Thanks so much, @PaulThiessen! I’ll be using SID 481110317. Could you give me some advice on how to identify a “raw” reference in PubChem for polymers? For example, when I search for “polytetrafluoroethylene” I get 112 hits, and for “PTFE” I get 141 hits. This would be very helpful because I’m planning to upload MS data for other PFAS polymers as well.
Right now, for CH$FORMULA I used what’s listed for PTFE under SID 481110317, which is (C2F4)x. I think this is a good representation, but the formula didn’t pass validation. There’s always the option to use monomer units, but the issue is that for some polymers the backbone is connected to one or more end groups, so we can’t clearly show which part is the polymerized backbone.
For example: Poly(difluoromethylene), .alpha.-hydro-.omega.-(2,2-dichloro-2-fluoroethyl)(https://pubchem.ncbi.nlm.nih.gov/substance/472204870). Here, I would represent the molecular formula as H(CF2)xCH2CFCl2 or H-(CF2)x-CH2CFCl2, but that also doesn’t pass validation.
The validation is probably not currently designed to handle these special case formulas yet so don't worry about failing that for now - this will be something we can hopefully adjust with @meier-rene
do you know if there is a standardized way to check polymer formulas? @PaulThiessen do you have one your side that we could use to be consistent, or are you reliant on user contributions for these special cases?
I know currently the NORMAN-SLE provides some detailed formula annotation to PubChem from specific contributors for PFAS, so one approach could be to relax the formula check for the cases where polymers are provided, so that we can form a collection of polymer formulas, if there's not a standardized workflow to check them yet?

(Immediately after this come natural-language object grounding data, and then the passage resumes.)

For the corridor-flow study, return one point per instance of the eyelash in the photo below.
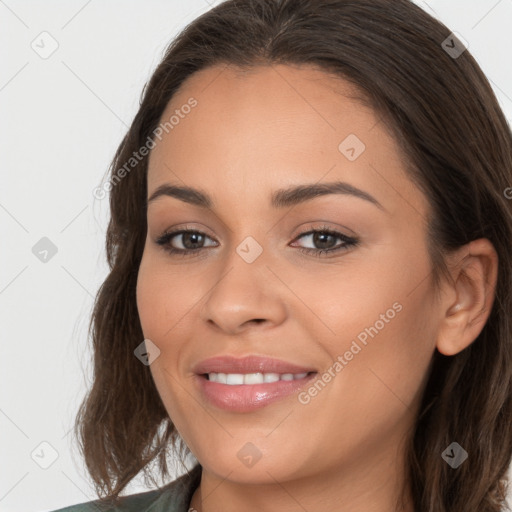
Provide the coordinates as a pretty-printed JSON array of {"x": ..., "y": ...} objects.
[{"x": 165, "y": 238}]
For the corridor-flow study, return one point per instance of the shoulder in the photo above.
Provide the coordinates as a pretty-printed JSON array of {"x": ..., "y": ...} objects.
[{"x": 174, "y": 497}]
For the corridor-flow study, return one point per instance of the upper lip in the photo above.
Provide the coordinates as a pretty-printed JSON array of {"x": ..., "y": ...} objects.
[{"x": 248, "y": 364}]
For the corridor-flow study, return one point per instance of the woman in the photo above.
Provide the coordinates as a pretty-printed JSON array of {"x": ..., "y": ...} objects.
[{"x": 310, "y": 275}]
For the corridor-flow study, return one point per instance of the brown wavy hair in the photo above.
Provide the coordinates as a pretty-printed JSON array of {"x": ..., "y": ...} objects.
[{"x": 458, "y": 148}]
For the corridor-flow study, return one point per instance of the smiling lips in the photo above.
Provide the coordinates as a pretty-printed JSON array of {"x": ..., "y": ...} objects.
[{"x": 243, "y": 385}]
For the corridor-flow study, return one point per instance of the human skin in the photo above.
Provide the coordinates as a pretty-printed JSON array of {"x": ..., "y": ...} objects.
[{"x": 250, "y": 134}]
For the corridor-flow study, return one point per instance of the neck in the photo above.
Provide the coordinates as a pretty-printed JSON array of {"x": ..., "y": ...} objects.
[{"x": 372, "y": 482}]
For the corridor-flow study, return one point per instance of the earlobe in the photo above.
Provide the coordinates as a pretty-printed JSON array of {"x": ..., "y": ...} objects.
[{"x": 474, "y": 271}]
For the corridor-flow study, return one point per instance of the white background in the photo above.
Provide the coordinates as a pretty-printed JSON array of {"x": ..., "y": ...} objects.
[{"x": 61, "y": 120}]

@LadyBooo @schymane There are a couple of ways to do that. First, if you search for a term e.g. https://pubchem.ncbi.nlm.nih.gov/#query=polytetrafluoroethylene, hopefully the "best match" will be the right one. If you click on that and it's not a normal compound page (meaning, it says "CID not available because it's not a discrete structure), the PubChem Reference SID will be shown in the top box. Alternatively, you can see all reference SID matches by going to the substance tab, click "Filters" and select "PubChem Reference Collection": https://pubchem.ncbi.nlm.nih.gov/#query=polytetrafluoroethylene&tab=substance&sidsrcname=PubChem%20Reference%20Collection. In general, if you go to a substance page via SID, you can tell it's this "special" record if it says "Source - PubChem Reference Collection" in the top box.

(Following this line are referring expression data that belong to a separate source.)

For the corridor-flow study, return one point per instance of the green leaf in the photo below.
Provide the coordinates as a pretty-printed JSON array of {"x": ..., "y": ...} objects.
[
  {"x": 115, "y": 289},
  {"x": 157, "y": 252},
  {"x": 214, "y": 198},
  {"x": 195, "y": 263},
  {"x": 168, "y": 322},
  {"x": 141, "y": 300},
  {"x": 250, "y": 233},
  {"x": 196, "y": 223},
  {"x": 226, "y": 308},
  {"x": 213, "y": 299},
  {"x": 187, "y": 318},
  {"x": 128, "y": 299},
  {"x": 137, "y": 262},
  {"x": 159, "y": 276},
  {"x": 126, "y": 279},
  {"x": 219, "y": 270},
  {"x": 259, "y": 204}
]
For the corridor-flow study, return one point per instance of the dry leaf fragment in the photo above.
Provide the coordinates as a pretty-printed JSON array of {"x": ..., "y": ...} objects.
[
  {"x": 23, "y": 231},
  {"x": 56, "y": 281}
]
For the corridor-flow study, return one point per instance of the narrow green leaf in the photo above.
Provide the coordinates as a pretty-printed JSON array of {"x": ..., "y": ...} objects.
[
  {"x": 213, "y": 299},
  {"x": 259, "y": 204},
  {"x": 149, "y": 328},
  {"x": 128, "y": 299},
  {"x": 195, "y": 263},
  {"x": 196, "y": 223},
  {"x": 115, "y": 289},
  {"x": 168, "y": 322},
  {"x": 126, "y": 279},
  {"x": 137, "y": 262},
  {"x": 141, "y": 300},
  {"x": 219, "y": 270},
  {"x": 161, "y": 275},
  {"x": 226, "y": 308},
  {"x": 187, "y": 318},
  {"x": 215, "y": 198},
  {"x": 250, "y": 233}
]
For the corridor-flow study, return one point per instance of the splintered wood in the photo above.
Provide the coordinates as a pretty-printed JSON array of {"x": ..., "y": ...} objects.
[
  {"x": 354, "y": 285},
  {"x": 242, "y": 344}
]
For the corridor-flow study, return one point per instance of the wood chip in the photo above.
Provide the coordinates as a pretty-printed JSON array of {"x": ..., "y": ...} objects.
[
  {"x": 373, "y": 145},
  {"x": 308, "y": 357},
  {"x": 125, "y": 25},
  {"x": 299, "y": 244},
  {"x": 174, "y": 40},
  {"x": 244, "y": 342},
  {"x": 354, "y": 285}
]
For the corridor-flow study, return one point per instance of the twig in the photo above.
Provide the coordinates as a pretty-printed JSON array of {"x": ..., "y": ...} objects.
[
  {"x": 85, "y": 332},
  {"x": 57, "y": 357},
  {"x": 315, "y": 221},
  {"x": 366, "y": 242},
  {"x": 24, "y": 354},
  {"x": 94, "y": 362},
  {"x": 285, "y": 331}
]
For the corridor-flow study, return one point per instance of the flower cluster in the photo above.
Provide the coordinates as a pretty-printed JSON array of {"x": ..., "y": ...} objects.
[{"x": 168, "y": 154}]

Using PUG REST we could get only PubChem reference collection SIDs (not all options) with something like this:
https://pubchem.ncbi.nlm.nih.gov/rest/pug/substance/name/polytetrafluoroethylene/sids/JSON?sourcename=PubChem+Reference+Collection
Hi, I find the PubChem SID discussion a bit off-track, since I don't expect that to be different from other MassBank records. So for that we could open a separate issue if needed. Instead, I'd like to focus on the Pyrolysis aspects of the record. The example provided needs the GC retention time, and then I'd need confirmation that we have all experimental Pyrolysis paremeters needed.